His target: Fidelity Investments, which manages the retirement plan for the 350 priests in the Archdiocese of Los Angeles and is one of the leading U.S. shareholders in PetroChina Co., part of a company involved in one of Sudan's largest oil projects. Oil revenues fund Sudan's military, which is accused of arming militias whose four-year battle against rebels has killed more than 200,000 people and left millions homeless.
Spellman persuaded the archdiocese's Council of Priests to write a letter urging Fidelity to sell its shares in PetroChina as well as in Sinopec Corp., another Chinese firm doing business in Sudan. The council hasn't completely severed its ties with Fidelity, but has advised priests to switch to Fidelity funds without Sudan-invested companies.
"Whether it's $60,000 or $60 million, to me it's the voice more than the money," said Spellman, 52, who has asked the church to send $1 of his $200 monthly retirement contribution to Fidelity and give the remainder to Catholic Relief Services, a church charity. "I couldn't let my money go to Fidelity."
Spurred on by celebrities including Mia Farrow, Don Cheadle and George Clooney, the grass-roots campaign to use America's economic heft to help halt the violence in Sudan is gathering steam. The divestment movement is expanding from college campuses to Jewish organizations, evangelical Christians, African American leaders and security-minded conservatives.
Forty-two colleges and universities, including the University of California, Stanford and Harvard, have restricted their holdings in companies with links to Sudan, said the Sudan Divestment Task Force, a Washington-based umbrella group. California and seven other states have begun selling off Sudan-related investments and 17 more are considering doing so.
"This is the most extraordinary outpouring of American citizen interest and activism on an African issue since the anti-apartheid issue" in South Africa, said John Prendergast, an Africa expert with the International Crisis Group in Washington.
The violence in western Sudan's Darfur region has long been a concern for firms involved in so-called socially responsible investing. But now they are being joined by mainstream firms such as Chicago's Northern Trust Corp., which has attracted $16 billion to the seven Sudan-free investment vehicles it launched in 2005.
Conflict Securities Advisory Group, a Washington-based firm, is helping its portfolio managers screen out companies operating in Sudan as well as nations such as Iran, Syria and North Korea -- countries that the U.S. has designated as state sponsors of terrorism. The Burton G. Bettingen Corp., a philanthropic group set up by a prominent Beverly Hills family to work on children's issues, recently made its $15-million portfolio "terror-free."

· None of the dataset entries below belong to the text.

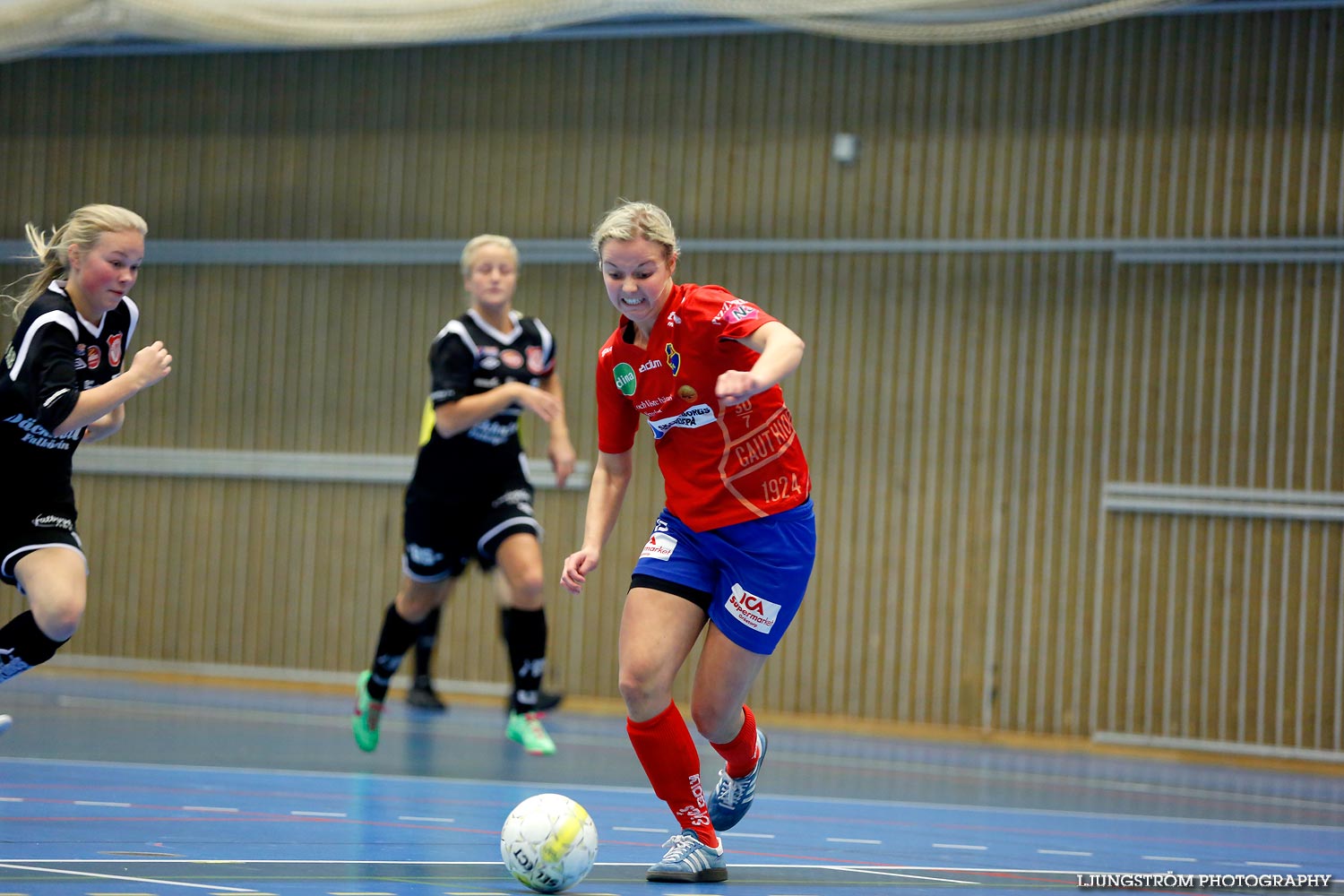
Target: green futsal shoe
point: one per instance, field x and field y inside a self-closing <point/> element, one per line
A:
<point x="367" y="715"/>
<point x="526" y="728"/>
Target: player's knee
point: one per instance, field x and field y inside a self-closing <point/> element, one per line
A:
<point x="529" y="592"/>
<point x="58" y="614"/>
<point x="710" y="718"/>
<point x="639" y="691"/>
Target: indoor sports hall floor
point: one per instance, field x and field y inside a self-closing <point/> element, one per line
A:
<point x="131" y="785"/>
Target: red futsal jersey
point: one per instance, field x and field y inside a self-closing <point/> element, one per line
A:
<point x="720" y="465"/>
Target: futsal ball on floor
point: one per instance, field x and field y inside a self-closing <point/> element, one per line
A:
<point x="548" y="842"/>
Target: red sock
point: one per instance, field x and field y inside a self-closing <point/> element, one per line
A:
<point x="669" y="759"/>
<point x="739" y="753"/>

U.S. companies are, with a few exceptions for humanitarian purposes, barred from doing business in Sudan because of its widespread human rights violations and terrorism connections. However, it is not illegal for Americans to invest in foreign firms operating there.
Congress is threatening new restrictions. Rep. Barbara Lee (D-Oakland) recently reintroduced legislation that would require the Securities and Exchange Commission to compile a list of all companies on the New York Stock Exchange with ties to Sudan and prohibit them from receiving federal contracts. The bill, which has 83 co-sponsors from both parties, would also make it legal for states to divest from such companies.

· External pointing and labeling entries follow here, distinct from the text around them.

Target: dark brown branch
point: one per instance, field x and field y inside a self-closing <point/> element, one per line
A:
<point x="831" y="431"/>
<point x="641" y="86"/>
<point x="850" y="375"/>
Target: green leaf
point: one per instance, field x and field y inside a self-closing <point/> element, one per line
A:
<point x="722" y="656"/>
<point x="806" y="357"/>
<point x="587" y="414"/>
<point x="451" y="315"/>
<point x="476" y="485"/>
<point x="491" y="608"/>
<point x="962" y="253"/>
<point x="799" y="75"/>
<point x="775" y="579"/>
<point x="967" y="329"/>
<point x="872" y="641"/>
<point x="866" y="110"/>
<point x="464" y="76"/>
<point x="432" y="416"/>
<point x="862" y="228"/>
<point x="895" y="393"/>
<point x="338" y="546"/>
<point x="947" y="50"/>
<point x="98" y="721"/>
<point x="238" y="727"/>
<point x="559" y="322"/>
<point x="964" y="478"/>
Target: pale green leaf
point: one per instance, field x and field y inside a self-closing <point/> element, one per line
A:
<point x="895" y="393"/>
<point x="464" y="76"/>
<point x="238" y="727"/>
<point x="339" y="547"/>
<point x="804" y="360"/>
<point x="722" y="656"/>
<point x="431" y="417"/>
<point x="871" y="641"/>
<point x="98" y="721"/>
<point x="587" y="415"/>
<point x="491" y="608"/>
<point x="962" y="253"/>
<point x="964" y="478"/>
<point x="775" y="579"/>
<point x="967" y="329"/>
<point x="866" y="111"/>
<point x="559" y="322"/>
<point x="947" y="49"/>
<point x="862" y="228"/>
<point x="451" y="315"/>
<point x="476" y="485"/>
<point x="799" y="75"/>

"History is going to record that these companies have blood on their hands," Lee said.
Business leaders say such measures, however well-meaning, are ineffective because other countries will simply fill the void left by U.S. firms.
Moreover, they argue, state and local Sudan divestment measures are unconstitutional because they encroach on the federal government's right to set foreign economic policy and its responsibility to determine where and how the U.S. should use its economic leverage. In Illinois, a federal judge recently ruled that the state's divestment law was illegal.
"This isn't just about Sudan," said William Reinsch, president of the National Foreign Trade Council, a Washington-based business group that filed the Illinois court challenge. "This is about the next four countries to come down the road."
But activists argue the economic pressure is working. In the last year, two of Europe's biggest firms, German engineering giant Siemens and Switzerland-based energy company ABB Ltd., announced plans to withdraw from Sudan. In 2003, Canada's Talisman Energy Co. pulled out after a divestment campaign.